You may be just a few minutes old, or maybe over 100 years old, taking your very first breaths, or your very last ones. We all come from the same source and have whirled and twirled our way through the universe into bodies on this planet right now. We are undeniably connected, not just with each other, but with the past and the future and the source of all life.
We are all tied to the most beautiful, selfless acts in human history and we are all tied to the most, horrible, cruel acts in human history. We are all innocent and we are all guilty. We have all been harmed by our species' tendency to turn to violence as a solution. We have all been enriched by our species' tendency to seek peace. Each of us has the potential to love, to hate, to nurture life and to take life.

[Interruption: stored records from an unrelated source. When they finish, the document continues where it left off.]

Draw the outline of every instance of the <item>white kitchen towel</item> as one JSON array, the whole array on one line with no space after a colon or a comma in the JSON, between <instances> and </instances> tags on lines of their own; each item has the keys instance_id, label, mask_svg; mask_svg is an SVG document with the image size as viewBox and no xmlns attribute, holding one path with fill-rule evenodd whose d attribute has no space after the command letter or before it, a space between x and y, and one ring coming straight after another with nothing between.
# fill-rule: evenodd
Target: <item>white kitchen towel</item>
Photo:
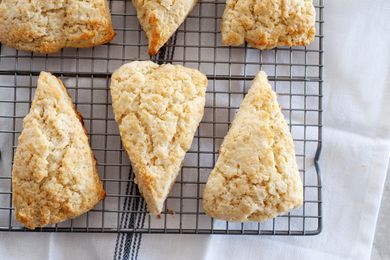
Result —
<instances>
[{"instance_id":1,"label":"white kitchen towel","mask_svg":"<svg viewBox=\"0 0 390 260\"><path fill-rule=\"evenodd\" d=\"M313 237L144 235L140 259L369 259L389 143L326 129L324 227ZM364 151L364 152L362 152ZM375 176L373 176L375 175Z\"/></svg>"},{"instance_id":2,"label":"white kitchen towel","mask_svg":"<svg viewBox=\"0 0 390 260\"><path fill-rule=\"evenodd\" d=\"M140 259L369 259L390 157L390 1L325 1L323 231L143 235ZM0 259L112 259L113 234L0 233Z\"/></svg>"}]
</instances>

We are all lost. But we can be found.
We have ALL been harmed by thousands of years of history that told us we are separate from each other.
We can find each other with love, forgiveness, compassion, and respect for the amazing planet that sustains us all. It is OUR home. We live here together. No matter what we believe.

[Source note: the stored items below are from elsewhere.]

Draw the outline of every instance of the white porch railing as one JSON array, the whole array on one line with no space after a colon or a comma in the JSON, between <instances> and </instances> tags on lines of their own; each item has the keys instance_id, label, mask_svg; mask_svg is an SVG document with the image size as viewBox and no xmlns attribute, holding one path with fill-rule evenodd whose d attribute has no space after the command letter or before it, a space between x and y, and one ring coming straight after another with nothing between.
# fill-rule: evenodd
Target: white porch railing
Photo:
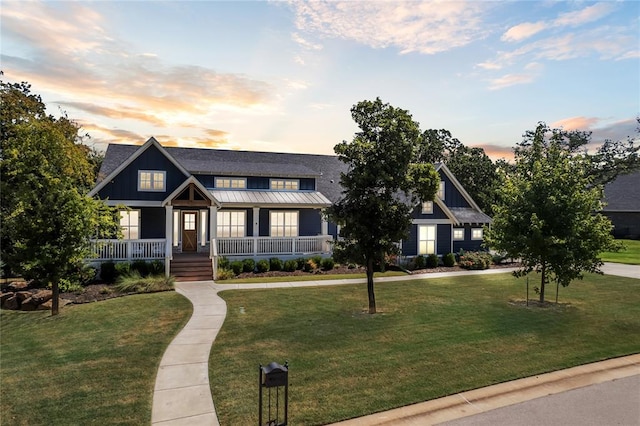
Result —
<instances>
[{"instance_id":1,"label":"white porch railing","mask_svg":"<svg viewBox=\"0 0 640 426\"><path fill-rule=\"evenodd\" d=\"M211 242L219 256L311 254L328 253L331 250L330 235L314 237L243 237L216 238Z\"/></svg>"},{"instance_id":2,"label":"white porch railing","mask_svg":"<svg viewBox=\"0 0 640 426\"><path fill-rule=\"evenodd\" d=\"M164 259L166 240L91 240L92 260Z\"/></svg>"}]
</instances>

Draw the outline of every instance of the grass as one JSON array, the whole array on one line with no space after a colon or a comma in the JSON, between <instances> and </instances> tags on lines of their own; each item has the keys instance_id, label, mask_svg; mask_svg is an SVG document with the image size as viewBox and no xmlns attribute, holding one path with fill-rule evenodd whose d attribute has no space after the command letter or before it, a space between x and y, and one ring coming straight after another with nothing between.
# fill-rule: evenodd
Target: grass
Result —
<instances>
[{"instance_id":1,"label":"grass","mask_svg":"<svg viewBox=\"0 0 640 426\"><path fill-rule=\"evenodd\" d=\"M155 377L191 315L173 292L50 312L1 311L3 425L143 425Z\"/></svg>"},{"instance_id":2,"label":"grass","mask_svg":"<svg viewBox=\"0 0 640 426\"><path fill-rule=\"evenodd\" d=\"M601 258L604 262L626 263L640 265L640 240L619 240L624 248L619 252L604 252Z\"/></svg>"},{"instance_id":3,"label":"grass","mask_svg":"<svg viewBox=\"0 0 640 426\"><path fill-rule=\"evenodd\" d=\"M175 281L174 277L165 277L164 274L142 277L138 271L132 271L127 275L118 277L115 287L123 293L153 293L172 290Z\"/></svg>"},{"instance_id":4,"label":"grass","mask_svg":"<svg viewBox=\"0 0 640 426\"><path fill-rule=\"evenodd\" d=\"M407 275L401 271L376 272L374 277L399 277ZM256 278L232 278L229 280L216 281L216 284L249 284L249 283L282 283L294 281L324 281L324 280L350 280L355 278L366 278L365 273L359 274L312 274L312 275L291 275L285 277L256 277Z\"/></svg>"},{"instance_id":5,"label":"grass","mask_svg":"<svg viewBox=\"0 0 640 426\"><path fill-rule=\"evenodd\" d=\"M315 425L640 352L630 278L588 275L547 308L512 303L525 282L510 274L378 284L376 315L364 284L221 296L209 359L221 424L257 423L259 363L289 360L290 423Z\"/></svg>"}]
</instances>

My question for you, my beloved brothers and sisters, is simple. What kind of life do you want for the children of the world...for your children, grandchildren, great grandchildren and for the generations that follow? Do you want their lives to be framed by war, vengeance, fear, ideological conflict, a sense of separateness and hate? I do not want this future for my children and grandchildren or anyone else's.
So, I have no choice, but to renounce the illusion that we are separate. Right now, the only way I know how to do that is to try to rise above my inclination to horror, to fear, to outrage, to judgment, to feelings of separateness. Instead, I will love without ceasing. I will pry my heart open to give and receive love. I don't know what else to do. I am connected to you, dear sister and brother. Please accept my love.
Your sister,
Jan
PS, Jenn, I am such an admirer of the work you do. The last few years, babysitting grandkids, trying to finish my book , a few health issues, and moving to RI have prevented me from getting out to western MA, but I hope to reconnect with you in person sometime this year. You are an inspirational force and I admire all your efforts.
i agree that the environment should be the top concern. But I still spent some time emailing about the current activity about the ERA. And emailing about the wonderful Cassie Chambers (D) getting elected to the Kentucky state senate. Is this an example of "effective altruism"? I guess not. For now, I don't care.